Cette nécessité poétique d’individualiser les idées dans un langage incapable d’abstractions, obligea les Romains de personnifier la liberté naissante sous le nom d’un roi. Pour que ce roi soit populaire, on suppose qu’il eut l’intention d’abdiquer, et que plus tard dans la fondation de la république, on suivit ses mémoires. Aussi le souvenir de Servius resta cher à ce peuple, tout ennemi qu’il était du nom de roi. Comme la tradition le faisait naître un jour de nones, sans qu’on sût de quel mois, les plébéiens célébraient sa naissance tous les jours de nones. Le sénat jugea même nécessaire d’ordonner que désormais les marchés ne seraient plus tenus les jours de nones, de crainte que le peuple des campagnes se trouvant réuni, n’entreprît de rétablir par la violence les lois de Servius.

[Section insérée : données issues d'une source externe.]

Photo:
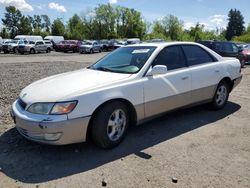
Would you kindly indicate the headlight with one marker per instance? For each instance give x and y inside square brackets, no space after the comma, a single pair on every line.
[52,108]
[40,108]
[63,108]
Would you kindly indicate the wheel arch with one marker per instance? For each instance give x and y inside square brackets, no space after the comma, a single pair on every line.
[130,106]
[229,81]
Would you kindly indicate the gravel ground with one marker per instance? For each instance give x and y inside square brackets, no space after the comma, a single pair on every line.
[196,147]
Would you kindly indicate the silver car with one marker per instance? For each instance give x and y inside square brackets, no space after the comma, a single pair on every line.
[34,47]
[90,47]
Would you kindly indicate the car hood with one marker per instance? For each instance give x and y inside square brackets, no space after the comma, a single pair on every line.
[246,52]
[68,85]
[86,46]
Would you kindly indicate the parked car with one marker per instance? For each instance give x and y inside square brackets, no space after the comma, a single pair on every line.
[225,49]
[119,44]
[246,53]
[90,47]
[133,41]
[69,45]
[126,87]
[55,39]
[33,47]
[28,37]
[105,46]
[12,45]
[1,44]
[48,43]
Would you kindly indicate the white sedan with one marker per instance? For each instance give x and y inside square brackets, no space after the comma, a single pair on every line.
[126,87]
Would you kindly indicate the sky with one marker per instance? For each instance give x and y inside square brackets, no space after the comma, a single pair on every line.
[210,13]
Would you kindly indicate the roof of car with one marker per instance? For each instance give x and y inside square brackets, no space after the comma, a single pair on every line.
[162,44]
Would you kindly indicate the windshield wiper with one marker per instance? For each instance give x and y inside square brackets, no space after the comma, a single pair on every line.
[104,69]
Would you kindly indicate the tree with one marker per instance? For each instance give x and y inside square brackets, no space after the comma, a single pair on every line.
[235,25]
[105,19]
[12,20]
[248,29]
[46,24]
[25,27]
[58,28]
[173,27]
[4,34]
[75,28]
[129,23]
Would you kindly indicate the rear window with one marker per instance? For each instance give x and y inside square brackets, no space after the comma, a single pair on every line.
[196,55]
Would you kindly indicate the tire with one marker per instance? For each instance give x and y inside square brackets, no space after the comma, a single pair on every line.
[110,125]
[242,63]
[15,50]
[32,51]
[221,96]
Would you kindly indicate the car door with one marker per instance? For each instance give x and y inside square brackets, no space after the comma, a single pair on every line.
[171,90]
[227,49]
[38,46]
[205,72]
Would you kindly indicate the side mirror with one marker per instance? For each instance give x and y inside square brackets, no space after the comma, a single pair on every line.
[157,69]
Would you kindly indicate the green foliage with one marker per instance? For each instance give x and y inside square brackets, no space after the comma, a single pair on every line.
[108,22]
[4,34]
[235,25]
[58,28]
[12,20]
[242,38]
[24,27]
[75,28]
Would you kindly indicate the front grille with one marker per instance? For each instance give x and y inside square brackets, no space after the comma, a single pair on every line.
[31,134]
[21,103]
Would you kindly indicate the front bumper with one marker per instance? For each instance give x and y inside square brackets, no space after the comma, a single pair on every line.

Dès le commencement du règne des Tarquiniens, nous sommes entrés dans un monde de prodiges, d’oracles, de symboles ; l’esprit sacerdotal, c’est-à-dire pélasgo-étrusque, est visible, quelques efforts qu’aient fait les grecs pour helléniser ces lucumons. Nous avons déjà rappelé l’histoire si originale de l’augure Accius Noevius et des livres sybillins. Lorsque le premier Tarquin descend le Janicule avec sa femme Tanaquil pour entrer dans Rome, l’aigle oriental, l’oiseau royal de la Perse et de Rome, lui enlève le pileus et le lui replace sur la tête. Servius au berceau est environné d’une flamme divine qui l’illumine sans le blesser. D’autres prodiges effraient Tarquin Le Superbe qui envoie consulter l’oracle de Delphes. Les envoyés sont ses deux fils et son neveu Brutus qui, par crainte du tyran, cachait sa sagesse sous une apparente imbécillité. Il offre au dieu le symbole de sa folie simulée, un bâton de bois creux qui contient un lingot d’or. C’est ainsi que dans Hérodote, les scythes, envoient à Darius des présents symboliques. L’oracle ayant annoncé aux jeunes gens que celui-là régnerait qui baiserait sa mère, Brutus se laisse tomber et baise la terre, mère commune des hommes. Autre fait non moins caractéristique. Tarquin Le Superbe ne pouvant prendre la ville de Gabies, un de ses fils s’y introduit comme exilé par son père, et il lui envoie secrètement un messager pour lui demander conseil. Tarquin ne répond rien, mais il se promène en silence dans son jardin, abattant avec une baguette la tête des pavots les plus élevés. Sextus comprend qu’il faut faire périr les principaux gabiens. Voilà bien le langage symbolique de la muette Étrurie.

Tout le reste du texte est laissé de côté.